We all know the hoary saw about how normal people “get out of their car” but police “exit the vehicle.” Sometimes, stereotypes exist because they are true. And yes, both lawyers and cops tend to use ten words when one will do.

For example, here’s a police officer showing you an incredibly complicated way to get on the stand and say you saw someone give someone else some drugs:

I observed Tanya Burgess. She was standing in the middle of the street in 15 Henry Street and there was other people in the area, but there was a lot of abandoned cars in the area, and there’s gentlemen working on the cars, fixing up the cars, and at one time I saw at one point I observed — she was later identified as Pamela Williams walk into the area and they had a short conversation, they went across the street into a grocery store and they came back, and at one point Tanya Burgess pulled out a packet of heroin out of her fifth pocket of her pants and handed it to Pamela Williams and in return she received cash.

The best part about that quote has to be that the police officer actually starts to say he saw something but then corrects himself to say “at one point I observed…” instead. If there is a God above, he/she/it is forcing first-year law students and police academy enrollees to edit that collision of words into a coherent sentence or two.

It is easy to assume that these word pile-ups stem from an unwarranted love of the sound of their own voice, and that may be true. Often, though, it also seems driven by a fear that unless you use every available word, you might be misunderstood. That is the only conceivable explanation for this officer’s testimony:

Q: And where were you standing when this was going on?

A: We were standing approximately five feet out, two to five feet out from his front porch. There was a walkway that goes from his driveway up to his front porch, front door area, and we were standing within that walkway area.

By the time I got to the end of that sentence, I was far more confused about where they were standing than if he had simply said “five feet out from his porch.” This officer was also very concerned that you understand that he understands how you can tell if someone is sweaty:

Q: What did you notice regarding Mr. Westerfield?

A: I noticed that he was sweating profusely from under his arms. Both arms.
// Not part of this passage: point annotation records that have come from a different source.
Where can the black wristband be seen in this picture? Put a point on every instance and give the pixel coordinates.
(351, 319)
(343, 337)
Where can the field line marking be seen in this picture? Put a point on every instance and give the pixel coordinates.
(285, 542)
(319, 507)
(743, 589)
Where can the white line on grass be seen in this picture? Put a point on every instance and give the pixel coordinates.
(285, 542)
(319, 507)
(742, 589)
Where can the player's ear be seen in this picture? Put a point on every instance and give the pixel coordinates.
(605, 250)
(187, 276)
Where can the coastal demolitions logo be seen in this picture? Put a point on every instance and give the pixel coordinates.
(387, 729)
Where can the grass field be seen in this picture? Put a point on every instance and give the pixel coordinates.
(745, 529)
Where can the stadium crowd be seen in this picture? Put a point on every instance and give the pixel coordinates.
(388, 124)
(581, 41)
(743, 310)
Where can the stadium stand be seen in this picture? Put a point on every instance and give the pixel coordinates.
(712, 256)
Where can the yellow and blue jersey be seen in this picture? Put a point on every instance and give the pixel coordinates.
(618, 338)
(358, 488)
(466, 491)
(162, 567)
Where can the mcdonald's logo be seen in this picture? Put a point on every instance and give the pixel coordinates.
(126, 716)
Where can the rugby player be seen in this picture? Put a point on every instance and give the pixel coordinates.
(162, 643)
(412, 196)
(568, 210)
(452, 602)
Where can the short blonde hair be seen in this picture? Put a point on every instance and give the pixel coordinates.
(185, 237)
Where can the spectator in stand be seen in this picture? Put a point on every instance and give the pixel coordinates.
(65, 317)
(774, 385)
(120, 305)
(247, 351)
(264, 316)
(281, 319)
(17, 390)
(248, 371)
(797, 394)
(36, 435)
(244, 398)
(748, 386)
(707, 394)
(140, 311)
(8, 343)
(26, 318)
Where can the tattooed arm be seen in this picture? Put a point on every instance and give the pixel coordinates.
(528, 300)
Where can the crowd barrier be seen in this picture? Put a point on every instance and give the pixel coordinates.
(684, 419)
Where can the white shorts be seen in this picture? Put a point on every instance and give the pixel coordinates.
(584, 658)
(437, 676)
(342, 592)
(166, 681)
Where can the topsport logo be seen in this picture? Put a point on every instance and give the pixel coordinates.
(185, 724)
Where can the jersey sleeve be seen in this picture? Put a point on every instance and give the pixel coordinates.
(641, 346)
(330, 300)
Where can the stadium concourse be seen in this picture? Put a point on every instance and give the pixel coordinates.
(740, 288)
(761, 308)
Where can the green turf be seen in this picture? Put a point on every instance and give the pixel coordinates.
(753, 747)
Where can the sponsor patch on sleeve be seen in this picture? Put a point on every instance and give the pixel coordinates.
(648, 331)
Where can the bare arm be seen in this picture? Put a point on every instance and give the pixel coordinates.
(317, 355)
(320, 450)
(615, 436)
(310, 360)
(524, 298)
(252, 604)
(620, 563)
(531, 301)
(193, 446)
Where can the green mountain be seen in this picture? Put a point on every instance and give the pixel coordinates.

Thank god he noted it was both arms. One-underarm-only sweating is probably indicative of some sort of disorder. Also, has anyone ever said that someone was “sweating lightly?”

Q: How could you tell?

A: He was wearing a light gray shirt, and the sweat from underneath his arms had darkened the shirt.

The only necessary answer to “how could you tell someone was sweating?” is “I saw them sweating.”

Lawyers, do not get smug. Everyone knows we are just as bad — maybe worse. Witness this prosecutor in the OJ Simpson trial answering a simple question about why something should be continued:

Why is that? Because basically in an effort to be able to resolve the situation more expeditiously than with a full blown hearing. And I have been speaking with Mr. Jones. I am going to be handling this motion on the part of the people and it may be through proffers we can simply get this resolved by this court in a more expeditious fashion.

Extra points for getting “expeditious” in there twice.

Being a famous lawyer does not insulate you from terrible talking. Behold William Kunstler defending the Chicago Seven:

In an introductory fashion, I would just like to state that only you will judge this case as far as the facts go.

Well then.

Special Bonus: (Spoiler-Free) Serial BINGO!

Are you listening to Serial? Of course you are, because everybody and their mother is listening to Serial. You should be listening because it is great, but also because you can play Cop Talk Bingo in nearly every episode.

Thus far, I have heard “I spoke to [him] and he advised me” instead of the far more word-frugal “he told me.” There was also the delightfully convoluted “the caller further advised me prior to concluding the phone interview.” Apparently, that is opposed to the caller telling you something over the phone. The police also remind someone that when you answer a phone, that phone is in your possession, as we unfortunately have not managed to answer phones telepathically.

Regrettably, I did not get to hear an officer ask if someone exited the vehicle or proceeded at a high rate of speed. One came delightfully, tantalizingly close by telling someone he got out of his vehicle. I still have four episodes left, though, so maybe I will get my wish.


  1. Paul Spitz says:

    Transactional lawyers can also be apprehended as being perpetrators of this grievous assault on words in a language manner of speaking. My favorite blasphemy is “for any reason whatsoever.”

  2. Sam Harden says:

    I bet most lawyers’ billing entries also qualify. Mine sure did. “Conduct telephone conference” … “in anticipation of preparing initial draft of [pleading / motion / etc]” … and my favorite “make attorney’s notes therefrom.” If it sounded complicated it meant you were working extra hard.

  3. Brian Mayer says:

    That kind of convoluted talk is not meant to communicate what the words seem intended to say. Instead, it is to communicate “I fit in” to the speaker’s supervisors, peers, or clients. The more incomprehensible to lay persons, the more the speaker fits in with the person paying them, the better.